La tragédie d’Éloïse Raffin révèle des lacunes criantes dans les structures de soutien aux victimes de violence à Maurice. Débordés, les services sociaux n’ont pu intervenir efficacement, laissant une mère et ses enfants dans une vulnérabilité extrême. La perte de son premier enfant en septembre, souffrant d’épilepsie, n’a donné lieu à aucun suivi psychologique ni à aucune enquête approfondie sur les circonstances de ce décès.

Pourtant, Jokenson Cupidon, père de cet enfant de trois ans décédée en septembre, avait des questions sur les circonstances de sa mort. Il a affirmé avoir constaté une importante bosse sur la tête de sa fille lorsqu’il avait pu la tenir dans ses bras, peu avant son inhumation. Il s’interrogeait sur l’absence d’autopsie, une démarche pourtant cruciale pour éclaircir les causes d’un décès inexpliqué. À noter que ce mercredi, il a porté plainte au poste de police d’Abercrombie et demande l’exhumation du corps d’Elliana.
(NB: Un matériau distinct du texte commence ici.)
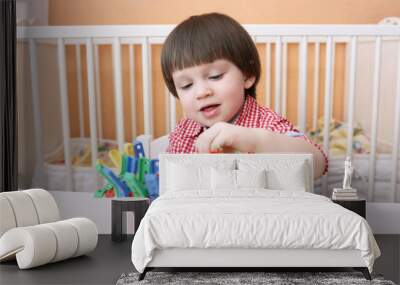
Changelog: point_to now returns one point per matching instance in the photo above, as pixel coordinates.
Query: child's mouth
(210, 110)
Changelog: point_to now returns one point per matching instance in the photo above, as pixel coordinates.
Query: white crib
(372, 67)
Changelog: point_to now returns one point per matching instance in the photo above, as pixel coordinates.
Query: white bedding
(251, 218)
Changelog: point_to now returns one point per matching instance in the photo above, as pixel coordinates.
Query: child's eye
(219, 76)
(187, 86)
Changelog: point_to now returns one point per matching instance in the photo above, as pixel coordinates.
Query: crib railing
(275, 38)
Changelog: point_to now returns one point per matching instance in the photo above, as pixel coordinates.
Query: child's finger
(220, 141)
(204, 141)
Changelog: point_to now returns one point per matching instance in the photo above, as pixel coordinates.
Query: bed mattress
(251, 219)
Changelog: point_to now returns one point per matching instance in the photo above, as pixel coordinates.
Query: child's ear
(249, 81)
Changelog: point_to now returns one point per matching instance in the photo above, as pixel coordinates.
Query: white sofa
(31, 230)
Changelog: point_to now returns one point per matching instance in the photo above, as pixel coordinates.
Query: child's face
(212, 92)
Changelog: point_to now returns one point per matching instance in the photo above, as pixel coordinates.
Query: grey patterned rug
(231, 278)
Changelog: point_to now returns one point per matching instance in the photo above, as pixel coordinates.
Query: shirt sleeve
(178, 143)
(276, 123)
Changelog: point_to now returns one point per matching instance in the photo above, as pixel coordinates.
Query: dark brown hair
(204, 39)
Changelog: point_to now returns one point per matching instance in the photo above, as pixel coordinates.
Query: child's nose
(203, 92)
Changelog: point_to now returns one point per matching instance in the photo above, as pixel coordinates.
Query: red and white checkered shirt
(183, 138)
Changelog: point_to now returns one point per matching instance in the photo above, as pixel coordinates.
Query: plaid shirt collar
(246, 116)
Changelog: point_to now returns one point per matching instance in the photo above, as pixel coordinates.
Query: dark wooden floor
(111, 259)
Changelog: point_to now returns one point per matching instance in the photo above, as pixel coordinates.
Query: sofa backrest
(279, 163)
(26, 208)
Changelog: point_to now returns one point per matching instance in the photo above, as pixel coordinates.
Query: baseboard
(82, 204)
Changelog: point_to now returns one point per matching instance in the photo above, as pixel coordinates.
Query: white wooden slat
(284, 79)
(351, 96)
(62, 72)
(375, 113)
(316, 86)
(268, 73)
(132, 88)
(147, 90)
(92, 100)
(302, 102)
(395, 197)
(98, 89)
(119, 112)
(327, 107)
(79, 89)
(36, 113)
(278, 75)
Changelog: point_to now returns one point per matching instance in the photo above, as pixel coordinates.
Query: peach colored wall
(106, 12)
(103, 12)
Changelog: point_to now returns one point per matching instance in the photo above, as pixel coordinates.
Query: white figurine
(348, 173)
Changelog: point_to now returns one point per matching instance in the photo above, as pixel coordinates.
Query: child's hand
(224, 135)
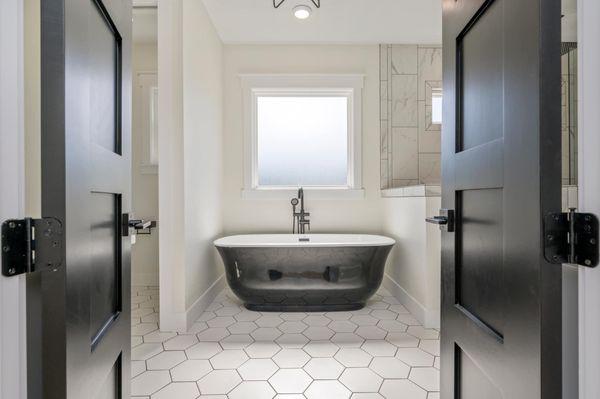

Ce manque de suivi souligne une défaillance institutionnelle préoccupante. Face à ce drame, il devient de plus en plus important de renforcer les mécanismes de protection pour les mères et les enfants en détresse, et d’investir dans des structures adaptées pour prévenir de telles tragédies. Ce drame soulève également des questions sur le rôle des autorités dans la prévention de tels actes. Comment une jeune mère, visiblement en détresse, a-t-elle pu être laissée seule face à ses démons ?

La mort d’Esteer Enaelle Jolicoeur est un signal d’alarme. Il est impératif de renforcer les dispositifs d’accompagnement psychologique, d’accélérer les procédures judiciaires pour les victimes de violence et d’établir un filet de sécurité sociale pour prévenir de telles tragédies.


«Ombudsperson For Children» : Le système de protection des enfants à Rodrigues est à bout de souffle

Dans son rapport annuel, publié en septembre, l’«Ombudsperson for Children» consacre un chapitre sur Rodrigues et ses défis en matière de protection des enfants. Il en ressort que la Child Development Unit (CDU) fait face à un grave manque de personnel : trois personnes, soit un fonctionnaire responsable, son collègue et un psychologue, assurent la protection de tous les enfants rodriguais. Cette insuffisance entrave la qualité des services. Du côté des «Probation and Aftercare Services», l’absence d’un psychologue dédié et l’inexistence d’un foyer pour les enfants aux comportements problématiques compliquent la prise en charge. Le manque de mentors pour le «Parents Support Intervention Programme» aggrave la situation. La Brigade pour la protection de la famille a dénoncé un manque de coordination entre elle, la CDU et les «Probation and Aftercare Services», ce qui ralentit l’intervention dans des cas critiques. De plus, les acteurs ont pointé du doigt l’absence de formations continues et de plateformes éducatives pour les professionnels. Enfin, la fermeture du centre de désintoxication post-Covid-19 laisse les victimes de drogue sans soutien adapté, les redirigeant uniquement vers l’hôpital. Dans ses recommandations, l’«Ombudsperson for Children» exhorte le ministère de l’Égalité des genres et du bien-être familial à agir pour améliorer la protection des enfants à Rodrigues. Il est recommandé de recruter au moins quatre fonctionnaires pour la CDU et deux psychologues afin de prévenir l’épuisement du personnel et garantir des services de qualité. Une commission de suivi pour les cas relevant du «Mentoring Order» doit également être mise en place. Par ailleurs, les services de probation doivent employer un psychologue dédié.